Last year, some 1.44 billion smartphones were sold globally, a 4.6 percent or 70 million unit drop from 2017, when 1.508 billion were sold.

Sales of smartphones by Samsung Electronics totaled 294.6 million in 2018, 7 percent or 22 million units fewer than 2017’s 317.5 million. This was the first year since 2013 that Samsung’s smartphone sales fell below 300 million units.

Apple’s sales fell from 215.8 million in 2017 to just 209.6 million last year, a 2.8 percent decrease.

Huawei ended 2018 with a company record, however, with global sales surpassing 200 million for the first time. It sold 200.7 million smartphones in 2018, nearly 50 million or 31 percent more than in 2017.

Other Chinese makers also did well.

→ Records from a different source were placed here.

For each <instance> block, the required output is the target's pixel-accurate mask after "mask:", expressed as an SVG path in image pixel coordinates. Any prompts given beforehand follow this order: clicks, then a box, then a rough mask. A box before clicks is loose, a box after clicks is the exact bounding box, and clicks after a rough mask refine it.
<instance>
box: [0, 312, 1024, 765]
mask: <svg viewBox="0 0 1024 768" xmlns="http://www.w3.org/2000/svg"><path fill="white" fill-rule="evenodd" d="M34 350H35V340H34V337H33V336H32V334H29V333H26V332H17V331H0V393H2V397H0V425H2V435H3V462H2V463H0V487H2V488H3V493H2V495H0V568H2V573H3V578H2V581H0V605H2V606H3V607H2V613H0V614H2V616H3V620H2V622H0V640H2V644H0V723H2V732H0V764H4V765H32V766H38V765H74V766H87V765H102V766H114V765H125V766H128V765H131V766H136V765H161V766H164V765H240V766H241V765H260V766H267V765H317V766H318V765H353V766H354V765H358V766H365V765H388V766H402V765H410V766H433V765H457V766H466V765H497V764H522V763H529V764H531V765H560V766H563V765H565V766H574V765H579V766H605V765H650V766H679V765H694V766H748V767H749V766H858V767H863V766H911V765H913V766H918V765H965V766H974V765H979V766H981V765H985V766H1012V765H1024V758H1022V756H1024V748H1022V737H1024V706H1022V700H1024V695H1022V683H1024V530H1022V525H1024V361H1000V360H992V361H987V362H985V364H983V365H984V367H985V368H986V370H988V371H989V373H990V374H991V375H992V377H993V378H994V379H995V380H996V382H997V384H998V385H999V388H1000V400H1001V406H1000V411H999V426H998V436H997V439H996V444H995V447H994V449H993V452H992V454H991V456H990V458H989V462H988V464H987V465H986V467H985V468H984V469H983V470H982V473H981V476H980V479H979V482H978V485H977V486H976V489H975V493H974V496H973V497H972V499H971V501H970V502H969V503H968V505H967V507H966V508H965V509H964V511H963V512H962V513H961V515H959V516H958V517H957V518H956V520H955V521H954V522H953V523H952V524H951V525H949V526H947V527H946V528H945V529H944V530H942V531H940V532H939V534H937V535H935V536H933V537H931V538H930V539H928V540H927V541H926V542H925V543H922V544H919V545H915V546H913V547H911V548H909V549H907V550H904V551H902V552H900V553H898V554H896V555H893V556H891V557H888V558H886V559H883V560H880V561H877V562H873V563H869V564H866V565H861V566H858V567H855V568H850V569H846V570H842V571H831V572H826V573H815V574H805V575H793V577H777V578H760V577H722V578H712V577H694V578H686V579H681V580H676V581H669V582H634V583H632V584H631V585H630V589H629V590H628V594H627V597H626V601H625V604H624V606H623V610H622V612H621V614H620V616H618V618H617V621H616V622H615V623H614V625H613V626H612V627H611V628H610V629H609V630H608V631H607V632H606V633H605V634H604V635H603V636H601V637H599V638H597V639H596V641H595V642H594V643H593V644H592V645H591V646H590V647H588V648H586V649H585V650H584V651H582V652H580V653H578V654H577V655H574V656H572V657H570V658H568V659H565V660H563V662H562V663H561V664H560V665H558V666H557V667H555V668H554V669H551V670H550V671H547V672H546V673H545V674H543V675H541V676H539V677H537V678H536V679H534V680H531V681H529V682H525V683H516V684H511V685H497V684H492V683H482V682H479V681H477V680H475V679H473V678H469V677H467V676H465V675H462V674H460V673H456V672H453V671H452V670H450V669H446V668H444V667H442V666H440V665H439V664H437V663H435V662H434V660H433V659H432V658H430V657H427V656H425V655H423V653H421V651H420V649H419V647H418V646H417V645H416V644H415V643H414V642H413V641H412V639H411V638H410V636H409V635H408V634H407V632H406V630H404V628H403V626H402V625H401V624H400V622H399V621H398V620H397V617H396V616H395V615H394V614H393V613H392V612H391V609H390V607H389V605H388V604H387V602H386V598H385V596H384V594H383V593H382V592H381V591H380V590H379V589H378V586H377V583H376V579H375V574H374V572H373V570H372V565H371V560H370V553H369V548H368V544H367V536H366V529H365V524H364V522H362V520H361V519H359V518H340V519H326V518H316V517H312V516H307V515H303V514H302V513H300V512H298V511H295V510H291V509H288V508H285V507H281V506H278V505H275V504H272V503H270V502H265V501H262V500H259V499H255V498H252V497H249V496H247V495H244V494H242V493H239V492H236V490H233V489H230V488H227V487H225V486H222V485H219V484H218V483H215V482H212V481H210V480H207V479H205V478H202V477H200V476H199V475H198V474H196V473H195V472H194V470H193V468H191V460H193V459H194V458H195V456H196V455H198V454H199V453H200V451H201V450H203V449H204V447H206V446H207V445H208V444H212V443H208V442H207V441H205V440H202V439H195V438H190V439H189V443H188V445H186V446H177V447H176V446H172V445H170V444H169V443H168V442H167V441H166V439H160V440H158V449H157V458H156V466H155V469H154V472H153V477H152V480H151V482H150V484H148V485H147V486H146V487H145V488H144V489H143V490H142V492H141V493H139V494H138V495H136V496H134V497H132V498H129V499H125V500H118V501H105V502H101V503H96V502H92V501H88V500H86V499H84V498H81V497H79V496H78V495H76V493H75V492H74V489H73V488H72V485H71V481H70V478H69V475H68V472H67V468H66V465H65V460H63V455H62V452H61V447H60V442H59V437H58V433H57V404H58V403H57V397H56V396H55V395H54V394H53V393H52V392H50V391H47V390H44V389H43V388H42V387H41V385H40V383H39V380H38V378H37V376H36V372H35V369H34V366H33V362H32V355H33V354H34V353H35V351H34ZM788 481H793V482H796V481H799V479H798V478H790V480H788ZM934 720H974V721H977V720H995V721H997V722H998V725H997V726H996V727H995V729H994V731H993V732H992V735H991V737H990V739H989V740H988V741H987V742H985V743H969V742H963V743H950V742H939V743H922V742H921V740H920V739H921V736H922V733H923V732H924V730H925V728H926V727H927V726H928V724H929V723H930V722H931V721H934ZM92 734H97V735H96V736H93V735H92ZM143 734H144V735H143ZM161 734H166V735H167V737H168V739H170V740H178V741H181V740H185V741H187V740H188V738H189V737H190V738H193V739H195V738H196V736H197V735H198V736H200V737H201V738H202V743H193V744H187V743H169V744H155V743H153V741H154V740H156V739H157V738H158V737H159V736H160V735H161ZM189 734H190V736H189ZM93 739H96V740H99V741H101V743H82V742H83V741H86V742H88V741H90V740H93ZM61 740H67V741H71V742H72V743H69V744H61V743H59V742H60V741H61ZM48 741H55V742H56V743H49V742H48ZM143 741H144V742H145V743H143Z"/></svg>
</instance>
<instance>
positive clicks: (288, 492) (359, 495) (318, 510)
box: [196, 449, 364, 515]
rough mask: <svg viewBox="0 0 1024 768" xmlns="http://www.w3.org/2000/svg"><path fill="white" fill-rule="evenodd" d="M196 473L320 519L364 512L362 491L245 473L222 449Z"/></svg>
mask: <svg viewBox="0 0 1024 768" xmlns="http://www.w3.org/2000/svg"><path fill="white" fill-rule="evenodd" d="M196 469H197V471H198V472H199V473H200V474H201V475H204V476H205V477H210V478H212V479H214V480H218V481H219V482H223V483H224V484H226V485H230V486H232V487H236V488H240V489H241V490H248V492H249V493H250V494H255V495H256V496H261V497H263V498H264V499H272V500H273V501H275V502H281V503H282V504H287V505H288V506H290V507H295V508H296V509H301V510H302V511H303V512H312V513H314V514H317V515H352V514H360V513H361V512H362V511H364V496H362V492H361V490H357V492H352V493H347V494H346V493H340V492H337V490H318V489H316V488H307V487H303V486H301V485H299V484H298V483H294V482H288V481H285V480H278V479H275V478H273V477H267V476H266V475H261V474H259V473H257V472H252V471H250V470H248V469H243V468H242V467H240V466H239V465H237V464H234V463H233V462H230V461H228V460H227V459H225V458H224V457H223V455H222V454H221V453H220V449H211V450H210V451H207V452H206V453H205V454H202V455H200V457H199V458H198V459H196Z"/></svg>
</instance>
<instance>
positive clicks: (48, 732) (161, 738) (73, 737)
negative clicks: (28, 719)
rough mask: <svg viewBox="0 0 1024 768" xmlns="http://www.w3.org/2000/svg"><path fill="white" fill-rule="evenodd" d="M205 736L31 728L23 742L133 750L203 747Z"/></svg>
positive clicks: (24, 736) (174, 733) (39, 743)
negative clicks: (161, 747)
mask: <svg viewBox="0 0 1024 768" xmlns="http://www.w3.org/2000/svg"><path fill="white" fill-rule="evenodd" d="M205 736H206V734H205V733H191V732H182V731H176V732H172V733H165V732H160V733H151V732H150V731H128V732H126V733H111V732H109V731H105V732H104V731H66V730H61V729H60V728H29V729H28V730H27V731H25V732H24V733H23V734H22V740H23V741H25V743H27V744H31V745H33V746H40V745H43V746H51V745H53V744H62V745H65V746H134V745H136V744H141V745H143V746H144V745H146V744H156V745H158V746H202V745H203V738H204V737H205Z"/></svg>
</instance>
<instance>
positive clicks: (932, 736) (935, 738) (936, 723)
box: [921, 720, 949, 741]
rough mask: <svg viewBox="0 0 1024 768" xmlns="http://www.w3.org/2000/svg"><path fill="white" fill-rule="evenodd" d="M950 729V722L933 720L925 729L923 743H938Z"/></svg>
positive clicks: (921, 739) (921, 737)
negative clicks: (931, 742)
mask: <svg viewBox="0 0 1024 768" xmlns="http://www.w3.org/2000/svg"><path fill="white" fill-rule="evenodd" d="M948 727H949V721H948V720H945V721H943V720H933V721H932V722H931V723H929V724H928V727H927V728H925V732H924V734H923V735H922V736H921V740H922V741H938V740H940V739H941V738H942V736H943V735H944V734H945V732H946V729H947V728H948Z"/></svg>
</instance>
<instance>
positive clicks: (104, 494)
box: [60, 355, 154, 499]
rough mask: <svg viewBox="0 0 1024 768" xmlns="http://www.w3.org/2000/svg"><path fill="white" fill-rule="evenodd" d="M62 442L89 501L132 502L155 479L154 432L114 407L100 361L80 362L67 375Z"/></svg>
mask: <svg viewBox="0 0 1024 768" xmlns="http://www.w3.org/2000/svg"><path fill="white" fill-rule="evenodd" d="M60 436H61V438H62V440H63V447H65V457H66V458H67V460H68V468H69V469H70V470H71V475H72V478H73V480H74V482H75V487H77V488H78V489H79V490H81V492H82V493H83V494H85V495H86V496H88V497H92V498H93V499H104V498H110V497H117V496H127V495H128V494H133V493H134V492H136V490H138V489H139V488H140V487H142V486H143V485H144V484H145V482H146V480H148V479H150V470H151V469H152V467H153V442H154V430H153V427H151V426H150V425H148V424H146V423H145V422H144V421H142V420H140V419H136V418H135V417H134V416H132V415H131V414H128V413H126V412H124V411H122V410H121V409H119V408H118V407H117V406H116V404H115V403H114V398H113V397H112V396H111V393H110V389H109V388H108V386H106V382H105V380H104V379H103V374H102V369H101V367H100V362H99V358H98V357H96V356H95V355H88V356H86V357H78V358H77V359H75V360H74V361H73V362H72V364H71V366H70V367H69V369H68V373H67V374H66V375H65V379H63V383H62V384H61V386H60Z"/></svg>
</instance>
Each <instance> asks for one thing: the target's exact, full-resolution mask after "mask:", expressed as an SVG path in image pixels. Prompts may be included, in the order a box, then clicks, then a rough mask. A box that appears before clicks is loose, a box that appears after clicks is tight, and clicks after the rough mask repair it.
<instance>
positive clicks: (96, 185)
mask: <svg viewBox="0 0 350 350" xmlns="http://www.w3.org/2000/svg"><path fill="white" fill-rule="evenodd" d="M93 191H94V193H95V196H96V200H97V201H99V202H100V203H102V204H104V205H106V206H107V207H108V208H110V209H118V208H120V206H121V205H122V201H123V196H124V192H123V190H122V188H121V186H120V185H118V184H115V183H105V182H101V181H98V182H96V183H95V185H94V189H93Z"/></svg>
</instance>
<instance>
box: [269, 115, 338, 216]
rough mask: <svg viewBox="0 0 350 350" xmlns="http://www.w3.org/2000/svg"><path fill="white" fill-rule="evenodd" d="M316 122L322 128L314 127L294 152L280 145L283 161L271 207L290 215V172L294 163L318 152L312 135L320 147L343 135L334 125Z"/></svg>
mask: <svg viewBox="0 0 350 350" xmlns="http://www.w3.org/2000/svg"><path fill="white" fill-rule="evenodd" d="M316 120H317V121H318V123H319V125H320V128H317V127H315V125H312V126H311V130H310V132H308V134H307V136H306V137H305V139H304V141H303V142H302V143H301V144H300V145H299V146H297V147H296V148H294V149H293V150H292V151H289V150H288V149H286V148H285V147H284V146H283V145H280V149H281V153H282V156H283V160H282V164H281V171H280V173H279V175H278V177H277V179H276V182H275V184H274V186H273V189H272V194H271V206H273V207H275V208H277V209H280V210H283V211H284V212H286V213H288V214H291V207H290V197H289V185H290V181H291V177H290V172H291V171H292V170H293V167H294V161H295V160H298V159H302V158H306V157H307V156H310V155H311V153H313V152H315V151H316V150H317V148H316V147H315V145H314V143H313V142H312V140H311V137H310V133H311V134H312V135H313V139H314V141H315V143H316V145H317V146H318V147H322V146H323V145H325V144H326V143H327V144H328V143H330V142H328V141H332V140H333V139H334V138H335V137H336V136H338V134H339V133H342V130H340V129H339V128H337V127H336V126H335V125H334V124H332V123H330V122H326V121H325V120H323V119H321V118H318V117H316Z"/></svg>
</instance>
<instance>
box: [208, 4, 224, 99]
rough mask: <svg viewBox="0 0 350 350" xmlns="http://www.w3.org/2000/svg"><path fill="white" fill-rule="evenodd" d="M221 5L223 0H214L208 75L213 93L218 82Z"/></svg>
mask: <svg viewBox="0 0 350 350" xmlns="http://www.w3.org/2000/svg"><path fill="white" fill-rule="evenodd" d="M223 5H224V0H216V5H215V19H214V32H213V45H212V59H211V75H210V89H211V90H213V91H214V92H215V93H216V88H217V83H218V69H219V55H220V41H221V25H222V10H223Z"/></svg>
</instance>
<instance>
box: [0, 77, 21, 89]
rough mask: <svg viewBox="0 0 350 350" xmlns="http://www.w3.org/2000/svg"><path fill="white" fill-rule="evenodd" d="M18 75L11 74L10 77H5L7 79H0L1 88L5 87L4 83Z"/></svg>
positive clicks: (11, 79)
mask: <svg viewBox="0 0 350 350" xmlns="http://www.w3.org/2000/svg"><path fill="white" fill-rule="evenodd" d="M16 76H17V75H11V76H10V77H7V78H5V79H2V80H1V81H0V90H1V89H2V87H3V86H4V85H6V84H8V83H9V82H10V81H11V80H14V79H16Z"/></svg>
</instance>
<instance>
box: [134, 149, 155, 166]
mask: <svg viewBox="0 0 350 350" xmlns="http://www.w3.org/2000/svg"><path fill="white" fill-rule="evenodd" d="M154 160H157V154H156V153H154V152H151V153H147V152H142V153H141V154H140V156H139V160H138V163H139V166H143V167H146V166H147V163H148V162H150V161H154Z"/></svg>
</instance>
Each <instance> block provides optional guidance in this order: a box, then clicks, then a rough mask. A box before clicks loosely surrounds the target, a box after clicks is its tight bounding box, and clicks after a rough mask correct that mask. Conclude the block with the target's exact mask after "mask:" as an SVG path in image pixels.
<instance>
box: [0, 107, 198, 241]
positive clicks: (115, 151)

Combined sales of China’s three major phone makers - Xiaomi, Huawei and Oppo - totaled 446.1 million phones, 25 percent more than a year earlier and a third of global sales last year.

SA estimated that global industry leader Samsung will sell around the same number of phones this year as last year, with Huawei selling 230 million in 2019, a 14 percent increase.

It predicted that Apple will sell fewer than Huawei at around 200 million - representing a 4.5 percent drop - and surrender its current title as the world’s second-largest smartphone maker by the end of the year.

Over-saturated markets, rising prices and overly similar features are commonly cited factors used to explain global decline in the industry.

In the past, major innovations differentiated newer models from old. Internet speeds grew exponentially faster from 3G to LTE-A, forcing customers to upgrade their phones, while screen sizes expanded from a mere three inches to six.

The general consensus is that smartphones have reached a limit in terms of innovation. Recent competition has been over which company can maximize screen surface and put the most number of cameras on a device, but even those efforts are not succeeding in spurring sales.

“Consumers have experienced various smartphones in the past decade or so,” said a spokesman from a smartphone company. “But as smartphones over the past two to three years weren’t new or attractive enough to whet consumers’ appetite, consumers have been replacing their smartphones less frequently.”

Ultra-fast 5G networks and foldable phones may be factors that spur more sales. There’s still some way to go until manufacturers can reach mass commercialization of foldable phones and offer breakthrough 5G media services, however.

“Though companies talk about new technologies like augmented reality and virtual reality, it is dubious whether consumers will purchase 5G phones if they come with a steep price tag and not enough content,” said a spokesman of a mobile carrier.